An exceptional cast gives a little oomph to this otherwise creaky based-on-a-true story drama about Laurel Hester, a lesbian cop (Julianne Moore) diagnosed with cancer. The homophobic city authorities won't allow her to transfer her pension to her domestic partner, Stacie Andree (Ellen Page).
In the early scenes, when she is still on the beat with her fellow cop Dane Wells (Michael Shannon), who has a crush on her, Hester has very big hair and looks disconcertingly like Farrah Fawcett in Charlie's Angels. Stacie is a much younger woman, a tomboyish car mechanic with an ability to change a tyre faster than any of the men in the garage in which she works.
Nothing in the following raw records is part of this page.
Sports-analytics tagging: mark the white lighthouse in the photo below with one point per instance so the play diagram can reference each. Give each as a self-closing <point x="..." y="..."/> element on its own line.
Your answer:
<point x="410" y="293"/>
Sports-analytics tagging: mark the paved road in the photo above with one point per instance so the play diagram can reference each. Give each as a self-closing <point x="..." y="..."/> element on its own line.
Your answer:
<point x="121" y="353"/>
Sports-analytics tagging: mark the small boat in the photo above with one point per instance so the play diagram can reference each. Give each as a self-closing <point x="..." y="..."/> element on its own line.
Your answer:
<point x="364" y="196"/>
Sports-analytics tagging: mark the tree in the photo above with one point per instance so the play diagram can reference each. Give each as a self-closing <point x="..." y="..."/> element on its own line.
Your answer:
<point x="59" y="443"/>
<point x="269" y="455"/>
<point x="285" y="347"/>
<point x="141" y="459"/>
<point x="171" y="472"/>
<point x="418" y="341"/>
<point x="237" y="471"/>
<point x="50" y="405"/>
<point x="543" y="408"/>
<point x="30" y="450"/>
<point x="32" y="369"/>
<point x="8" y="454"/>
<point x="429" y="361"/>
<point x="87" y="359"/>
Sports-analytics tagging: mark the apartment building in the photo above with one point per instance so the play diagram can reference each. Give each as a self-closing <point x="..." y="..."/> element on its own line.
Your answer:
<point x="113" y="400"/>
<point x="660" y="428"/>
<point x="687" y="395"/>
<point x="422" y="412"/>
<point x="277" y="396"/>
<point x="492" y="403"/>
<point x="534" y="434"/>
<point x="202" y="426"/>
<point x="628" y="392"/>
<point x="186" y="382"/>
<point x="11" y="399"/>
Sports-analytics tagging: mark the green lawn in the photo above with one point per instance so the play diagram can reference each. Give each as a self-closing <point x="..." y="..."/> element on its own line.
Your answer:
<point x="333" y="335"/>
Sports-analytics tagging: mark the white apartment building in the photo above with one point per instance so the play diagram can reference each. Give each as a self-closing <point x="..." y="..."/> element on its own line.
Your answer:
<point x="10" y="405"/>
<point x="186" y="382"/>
In dutiful fashion, the film-makers take us through their courtship and early life together. Then, illness strikes. Laurel realises both that she is being denied rights that any heterosexual cop would have been given and that Stacie, without the pension, won't be able to afford to stay in their home.
Steve Carrell plays Steve Goldstein, a loud-mouthed campaigner for gay marriage who takes up Laurel's cause. Laurel's old colleagues in the police force eventually rally to her cause too.
The pity here is that Sollett is so focused on Laurel's fight for equal rights that he doesn't pay as much attention as might have been expected to the characterisation or performances. We see Julianne Moore undergo a startling physical transformation as Laurel's illness worsens, but we're given little sense of the suffering the cop is enduring. It is perverse to cast an actress as accomplished as Moore, but then to deny her the opportunity to attack her role at full throttle.